Ethosh Digital recently developed a VR-based learning tool that taps real-life scenarios to provide an intuitive, interactive, and engaging platform for high-end learning.
Dr Pushkar Khair who heads Digital Healthcare at Ethosh shares his insights about VR’s importance for surgeons:
When the surgeon slips on what looks like gaming goggles rather than gloves before a complicated procedure, should the patient and the hospital administration be worried? Just the opposite!
Virtual reality (VR) has revolutionized the field of surgery, making it possible for surgeons to visualize and work around anatomical ambushes even before picking up the scalpel. VR’s three-dimensional imagery helps surgeons “plan out how we can approach a tumor and avoid critical areas like the motor cortex or the sensory areas,” according to Dr Gary Steinberg, Neurosurgeon, Stanford Medicine.
He cites a case where an artery that was attached to the top of a brain aneurysm was not visible on conventional imaging:
Had I not known about it, it could have been a real disaster.
Effectively, VR saved that patient’s life who was also able to “see” the potential complication well before the procedure and was therefore reassured that it would be taken care of.
Apparently, the use of VR technology was the reason why many patients chose Stanford over other nearby hospitals.
Dr Anand Veeravagu, head of the Stanford Neurosurgical Simulation Lab says:
“This software really helps them understand what it is they are about to undergo. Seeing it on the screen, in 3-D, really helps put a patient’s mind at ease”
Cutting-edge Surgical Training Tool
Traditionally, training surgeons and objectively measuring their skills have been a challenge. Given the rate at which medical technologies have been developing, the gap between skillset and toolset is today more pronounced than ever.
There is a constant need for surgeons (new and old) to acquire training in new technology and go for frequent refresher programs to ensure they retain the skill when the need to use a new device comes up.
According to Dr Justin Barad, when he was a surgical resident, he “watched how dependent surgeons were on medical device reps in the operating room to safely use new devices or devices they weren’t completely familiar with. Several times I was asked to help an attending surgeon by Googling how to use a device in the middle of an operation.”
Today, VR makes it possible for surgeons to work with the target organ in a three-dimensional space, view it from any angle and even switch between 3D view and the flat CT images, before and during procedures.
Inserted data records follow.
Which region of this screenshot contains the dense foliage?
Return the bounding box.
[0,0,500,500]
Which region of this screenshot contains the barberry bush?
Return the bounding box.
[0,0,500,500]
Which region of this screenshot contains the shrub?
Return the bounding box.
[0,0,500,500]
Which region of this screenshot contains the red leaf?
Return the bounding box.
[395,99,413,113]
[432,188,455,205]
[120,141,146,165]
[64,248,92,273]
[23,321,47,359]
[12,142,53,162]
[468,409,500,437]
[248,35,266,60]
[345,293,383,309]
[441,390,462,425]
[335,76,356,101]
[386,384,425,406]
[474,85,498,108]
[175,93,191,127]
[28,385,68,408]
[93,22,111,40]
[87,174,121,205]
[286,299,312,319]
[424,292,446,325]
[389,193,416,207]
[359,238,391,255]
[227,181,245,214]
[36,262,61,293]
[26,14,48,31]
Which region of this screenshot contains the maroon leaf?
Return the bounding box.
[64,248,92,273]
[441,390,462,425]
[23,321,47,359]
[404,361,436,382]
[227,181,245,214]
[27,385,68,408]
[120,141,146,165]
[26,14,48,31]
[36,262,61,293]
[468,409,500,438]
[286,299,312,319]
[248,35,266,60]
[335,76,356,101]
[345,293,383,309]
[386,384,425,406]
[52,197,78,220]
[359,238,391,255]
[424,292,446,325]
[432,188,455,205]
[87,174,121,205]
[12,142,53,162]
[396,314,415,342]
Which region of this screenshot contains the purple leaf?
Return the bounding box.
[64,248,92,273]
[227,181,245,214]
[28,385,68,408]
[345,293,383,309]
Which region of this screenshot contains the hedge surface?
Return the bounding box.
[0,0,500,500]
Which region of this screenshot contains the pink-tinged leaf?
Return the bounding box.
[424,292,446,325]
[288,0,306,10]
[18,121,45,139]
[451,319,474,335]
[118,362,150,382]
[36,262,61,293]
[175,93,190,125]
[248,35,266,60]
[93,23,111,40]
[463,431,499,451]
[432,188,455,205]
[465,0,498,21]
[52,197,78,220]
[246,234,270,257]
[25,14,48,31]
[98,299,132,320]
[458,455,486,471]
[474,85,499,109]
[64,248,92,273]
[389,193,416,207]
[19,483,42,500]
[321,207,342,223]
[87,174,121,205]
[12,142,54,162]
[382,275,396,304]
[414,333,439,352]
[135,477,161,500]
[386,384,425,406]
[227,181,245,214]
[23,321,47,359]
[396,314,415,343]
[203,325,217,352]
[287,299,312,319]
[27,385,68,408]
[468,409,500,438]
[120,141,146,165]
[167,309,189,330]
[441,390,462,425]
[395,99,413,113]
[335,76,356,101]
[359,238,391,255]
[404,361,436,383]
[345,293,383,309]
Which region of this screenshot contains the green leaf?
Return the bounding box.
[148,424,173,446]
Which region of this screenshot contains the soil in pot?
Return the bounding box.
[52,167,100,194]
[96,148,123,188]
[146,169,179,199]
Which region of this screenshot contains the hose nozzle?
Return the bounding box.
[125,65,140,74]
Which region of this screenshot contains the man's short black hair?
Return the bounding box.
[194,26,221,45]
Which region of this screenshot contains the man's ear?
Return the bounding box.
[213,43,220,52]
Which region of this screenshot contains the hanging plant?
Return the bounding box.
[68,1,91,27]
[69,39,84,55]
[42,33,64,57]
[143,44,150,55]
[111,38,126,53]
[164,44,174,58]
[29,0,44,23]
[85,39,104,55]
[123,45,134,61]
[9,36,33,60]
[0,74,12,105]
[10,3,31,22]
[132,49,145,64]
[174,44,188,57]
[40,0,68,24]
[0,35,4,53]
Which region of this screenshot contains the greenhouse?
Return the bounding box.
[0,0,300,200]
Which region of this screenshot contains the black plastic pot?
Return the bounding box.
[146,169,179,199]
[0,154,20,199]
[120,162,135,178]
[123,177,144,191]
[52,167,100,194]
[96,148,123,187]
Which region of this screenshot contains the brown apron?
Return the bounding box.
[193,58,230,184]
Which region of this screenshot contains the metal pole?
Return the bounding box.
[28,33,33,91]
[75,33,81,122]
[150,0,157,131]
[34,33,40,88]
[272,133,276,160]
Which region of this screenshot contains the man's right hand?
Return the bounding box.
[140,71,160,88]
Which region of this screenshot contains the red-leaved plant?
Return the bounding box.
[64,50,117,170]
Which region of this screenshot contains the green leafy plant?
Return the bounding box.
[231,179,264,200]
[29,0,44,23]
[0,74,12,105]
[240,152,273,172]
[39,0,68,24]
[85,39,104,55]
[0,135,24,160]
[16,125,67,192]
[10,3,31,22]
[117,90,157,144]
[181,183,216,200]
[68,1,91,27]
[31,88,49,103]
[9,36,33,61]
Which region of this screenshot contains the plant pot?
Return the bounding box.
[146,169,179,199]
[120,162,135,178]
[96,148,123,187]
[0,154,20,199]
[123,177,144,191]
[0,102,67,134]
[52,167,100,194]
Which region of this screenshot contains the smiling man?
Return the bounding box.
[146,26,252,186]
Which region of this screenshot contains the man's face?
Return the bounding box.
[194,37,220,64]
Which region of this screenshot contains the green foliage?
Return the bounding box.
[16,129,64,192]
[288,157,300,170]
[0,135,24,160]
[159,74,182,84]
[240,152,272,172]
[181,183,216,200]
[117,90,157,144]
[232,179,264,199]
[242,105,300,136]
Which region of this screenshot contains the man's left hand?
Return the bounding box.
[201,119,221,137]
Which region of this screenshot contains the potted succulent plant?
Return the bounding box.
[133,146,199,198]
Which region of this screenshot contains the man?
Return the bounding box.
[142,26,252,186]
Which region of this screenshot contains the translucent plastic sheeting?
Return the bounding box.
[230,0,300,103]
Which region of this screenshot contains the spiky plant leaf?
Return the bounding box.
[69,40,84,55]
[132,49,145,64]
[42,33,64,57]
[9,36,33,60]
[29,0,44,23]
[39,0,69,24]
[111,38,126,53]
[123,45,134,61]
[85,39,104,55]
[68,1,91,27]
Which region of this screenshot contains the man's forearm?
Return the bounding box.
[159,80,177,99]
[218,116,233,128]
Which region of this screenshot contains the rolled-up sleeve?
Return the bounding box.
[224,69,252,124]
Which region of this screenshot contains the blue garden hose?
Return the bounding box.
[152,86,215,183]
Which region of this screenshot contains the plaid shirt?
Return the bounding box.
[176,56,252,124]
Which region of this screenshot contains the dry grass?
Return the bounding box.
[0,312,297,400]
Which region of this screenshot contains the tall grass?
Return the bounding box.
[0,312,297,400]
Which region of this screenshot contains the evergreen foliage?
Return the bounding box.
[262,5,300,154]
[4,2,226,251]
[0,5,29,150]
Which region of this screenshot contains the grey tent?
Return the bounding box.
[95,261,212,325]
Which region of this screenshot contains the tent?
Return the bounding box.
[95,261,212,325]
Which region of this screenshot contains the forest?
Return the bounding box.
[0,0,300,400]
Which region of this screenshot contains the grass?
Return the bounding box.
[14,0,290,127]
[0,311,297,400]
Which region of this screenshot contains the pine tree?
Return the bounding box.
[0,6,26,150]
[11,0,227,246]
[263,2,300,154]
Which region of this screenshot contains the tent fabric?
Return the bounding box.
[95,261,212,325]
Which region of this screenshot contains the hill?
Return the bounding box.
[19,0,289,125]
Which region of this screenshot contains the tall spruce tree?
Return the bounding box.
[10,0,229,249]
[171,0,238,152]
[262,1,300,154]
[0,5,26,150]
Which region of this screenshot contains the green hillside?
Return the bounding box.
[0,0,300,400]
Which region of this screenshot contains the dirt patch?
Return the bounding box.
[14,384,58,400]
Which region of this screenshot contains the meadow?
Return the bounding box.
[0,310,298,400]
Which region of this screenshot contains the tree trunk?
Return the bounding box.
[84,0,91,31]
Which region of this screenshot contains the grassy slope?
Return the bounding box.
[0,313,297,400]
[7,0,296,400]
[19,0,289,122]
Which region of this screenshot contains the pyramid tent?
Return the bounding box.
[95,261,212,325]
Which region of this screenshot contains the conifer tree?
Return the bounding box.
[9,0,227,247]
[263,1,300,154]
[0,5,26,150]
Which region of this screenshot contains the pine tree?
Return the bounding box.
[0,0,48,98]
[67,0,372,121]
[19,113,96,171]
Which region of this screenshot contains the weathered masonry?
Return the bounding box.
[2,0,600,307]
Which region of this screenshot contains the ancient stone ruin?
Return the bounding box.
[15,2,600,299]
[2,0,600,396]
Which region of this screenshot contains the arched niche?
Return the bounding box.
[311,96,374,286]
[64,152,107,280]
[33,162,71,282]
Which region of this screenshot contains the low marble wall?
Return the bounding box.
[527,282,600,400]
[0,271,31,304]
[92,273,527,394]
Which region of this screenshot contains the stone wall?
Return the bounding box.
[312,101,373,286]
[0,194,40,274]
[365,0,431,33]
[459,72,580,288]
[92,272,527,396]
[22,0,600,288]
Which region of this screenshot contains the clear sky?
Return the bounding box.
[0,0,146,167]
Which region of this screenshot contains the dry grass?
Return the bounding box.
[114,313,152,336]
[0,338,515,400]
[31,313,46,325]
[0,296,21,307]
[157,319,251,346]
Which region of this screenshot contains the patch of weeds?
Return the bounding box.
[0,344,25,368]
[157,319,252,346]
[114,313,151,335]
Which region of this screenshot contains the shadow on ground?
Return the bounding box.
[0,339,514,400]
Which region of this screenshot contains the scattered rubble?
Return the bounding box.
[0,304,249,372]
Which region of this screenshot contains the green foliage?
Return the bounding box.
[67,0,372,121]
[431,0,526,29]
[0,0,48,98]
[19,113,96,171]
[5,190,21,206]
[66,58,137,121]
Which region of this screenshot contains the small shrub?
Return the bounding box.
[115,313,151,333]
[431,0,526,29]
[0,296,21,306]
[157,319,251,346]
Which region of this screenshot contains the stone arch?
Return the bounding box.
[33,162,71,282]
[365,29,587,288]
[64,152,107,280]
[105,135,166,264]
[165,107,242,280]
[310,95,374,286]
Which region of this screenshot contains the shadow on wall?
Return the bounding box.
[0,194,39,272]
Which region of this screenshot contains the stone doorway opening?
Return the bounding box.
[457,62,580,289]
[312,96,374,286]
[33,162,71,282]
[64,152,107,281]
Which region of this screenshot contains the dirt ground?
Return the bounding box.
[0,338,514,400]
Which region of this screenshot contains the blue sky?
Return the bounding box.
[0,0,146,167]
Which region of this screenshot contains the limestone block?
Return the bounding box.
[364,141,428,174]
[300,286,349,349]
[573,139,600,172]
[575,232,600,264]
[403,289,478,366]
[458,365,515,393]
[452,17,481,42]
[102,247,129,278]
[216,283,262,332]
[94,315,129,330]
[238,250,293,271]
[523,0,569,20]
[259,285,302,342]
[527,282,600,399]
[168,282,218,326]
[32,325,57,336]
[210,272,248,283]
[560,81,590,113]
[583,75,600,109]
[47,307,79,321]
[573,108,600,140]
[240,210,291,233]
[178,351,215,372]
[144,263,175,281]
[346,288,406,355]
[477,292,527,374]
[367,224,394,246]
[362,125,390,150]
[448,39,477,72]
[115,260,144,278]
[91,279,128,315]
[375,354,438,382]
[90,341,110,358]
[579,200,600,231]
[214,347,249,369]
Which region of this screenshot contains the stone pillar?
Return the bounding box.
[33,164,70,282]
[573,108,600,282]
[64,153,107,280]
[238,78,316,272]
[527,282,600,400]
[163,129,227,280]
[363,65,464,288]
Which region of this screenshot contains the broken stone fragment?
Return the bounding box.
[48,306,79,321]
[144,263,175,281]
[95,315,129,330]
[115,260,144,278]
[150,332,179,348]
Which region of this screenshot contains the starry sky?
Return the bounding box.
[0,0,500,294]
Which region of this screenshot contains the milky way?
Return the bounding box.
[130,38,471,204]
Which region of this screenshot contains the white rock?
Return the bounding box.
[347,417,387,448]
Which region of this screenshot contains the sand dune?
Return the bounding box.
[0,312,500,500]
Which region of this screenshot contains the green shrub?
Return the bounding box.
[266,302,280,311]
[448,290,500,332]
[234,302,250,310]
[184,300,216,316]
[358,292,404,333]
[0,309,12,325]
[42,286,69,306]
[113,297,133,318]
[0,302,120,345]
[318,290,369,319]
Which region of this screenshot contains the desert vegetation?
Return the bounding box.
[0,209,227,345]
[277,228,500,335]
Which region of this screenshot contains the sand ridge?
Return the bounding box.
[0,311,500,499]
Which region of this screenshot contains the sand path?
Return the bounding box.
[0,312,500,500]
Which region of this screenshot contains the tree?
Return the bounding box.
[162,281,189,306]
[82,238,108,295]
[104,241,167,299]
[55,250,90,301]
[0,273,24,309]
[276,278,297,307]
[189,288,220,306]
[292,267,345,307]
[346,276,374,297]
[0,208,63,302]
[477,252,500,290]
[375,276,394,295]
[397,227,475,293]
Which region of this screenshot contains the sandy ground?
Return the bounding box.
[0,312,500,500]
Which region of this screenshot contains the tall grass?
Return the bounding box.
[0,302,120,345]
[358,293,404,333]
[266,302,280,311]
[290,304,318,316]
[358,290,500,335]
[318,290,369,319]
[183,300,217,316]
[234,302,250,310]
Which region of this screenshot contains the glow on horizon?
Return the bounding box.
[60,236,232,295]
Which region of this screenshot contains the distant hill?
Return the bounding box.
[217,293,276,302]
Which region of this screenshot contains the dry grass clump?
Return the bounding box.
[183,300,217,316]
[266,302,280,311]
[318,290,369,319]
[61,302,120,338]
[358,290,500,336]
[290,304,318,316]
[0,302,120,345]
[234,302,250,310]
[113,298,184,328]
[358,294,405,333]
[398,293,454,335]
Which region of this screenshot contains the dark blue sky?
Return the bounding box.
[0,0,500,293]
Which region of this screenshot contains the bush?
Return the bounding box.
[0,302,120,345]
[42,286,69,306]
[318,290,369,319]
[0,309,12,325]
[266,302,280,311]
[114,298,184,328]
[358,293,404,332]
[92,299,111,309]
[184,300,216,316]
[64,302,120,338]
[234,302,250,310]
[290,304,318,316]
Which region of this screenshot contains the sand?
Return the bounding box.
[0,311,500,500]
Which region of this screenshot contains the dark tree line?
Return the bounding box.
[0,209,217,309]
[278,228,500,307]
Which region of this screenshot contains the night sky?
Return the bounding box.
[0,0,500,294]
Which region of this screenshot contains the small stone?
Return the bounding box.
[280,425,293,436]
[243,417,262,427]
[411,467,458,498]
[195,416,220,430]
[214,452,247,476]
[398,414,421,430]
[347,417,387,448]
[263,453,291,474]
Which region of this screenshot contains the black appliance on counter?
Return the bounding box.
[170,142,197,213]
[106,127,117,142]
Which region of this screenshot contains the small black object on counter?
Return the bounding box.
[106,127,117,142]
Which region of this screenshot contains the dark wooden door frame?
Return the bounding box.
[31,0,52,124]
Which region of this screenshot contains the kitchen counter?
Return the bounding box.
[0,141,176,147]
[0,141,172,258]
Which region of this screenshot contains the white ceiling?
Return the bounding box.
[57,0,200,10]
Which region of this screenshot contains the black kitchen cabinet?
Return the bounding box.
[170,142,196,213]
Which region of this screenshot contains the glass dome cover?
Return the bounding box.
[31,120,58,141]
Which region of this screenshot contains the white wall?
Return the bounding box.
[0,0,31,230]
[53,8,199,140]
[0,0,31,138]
The current pandemic has been a reminder as to how easily the medical infrastructure can be overwhelmed by a surge in demand for cure and care. In such a scenario, technology has been lending a helping hand in both preventive and therapeutic measures.
When the world returns to an approximation of normalcy, the challenge for medical institutions will be to reinforce the infrastructure in terms of skills and facilities. There will be a dire need for technologies like VR to offer safer, surer procedures faster so that more people can benefit from limited facilities during a shorter span of time.
Simultaneously, hospitals and device makers will need to keep pace with evolving technology and provide continuous training in VR to all stakeholders ranging from surgeons to patients.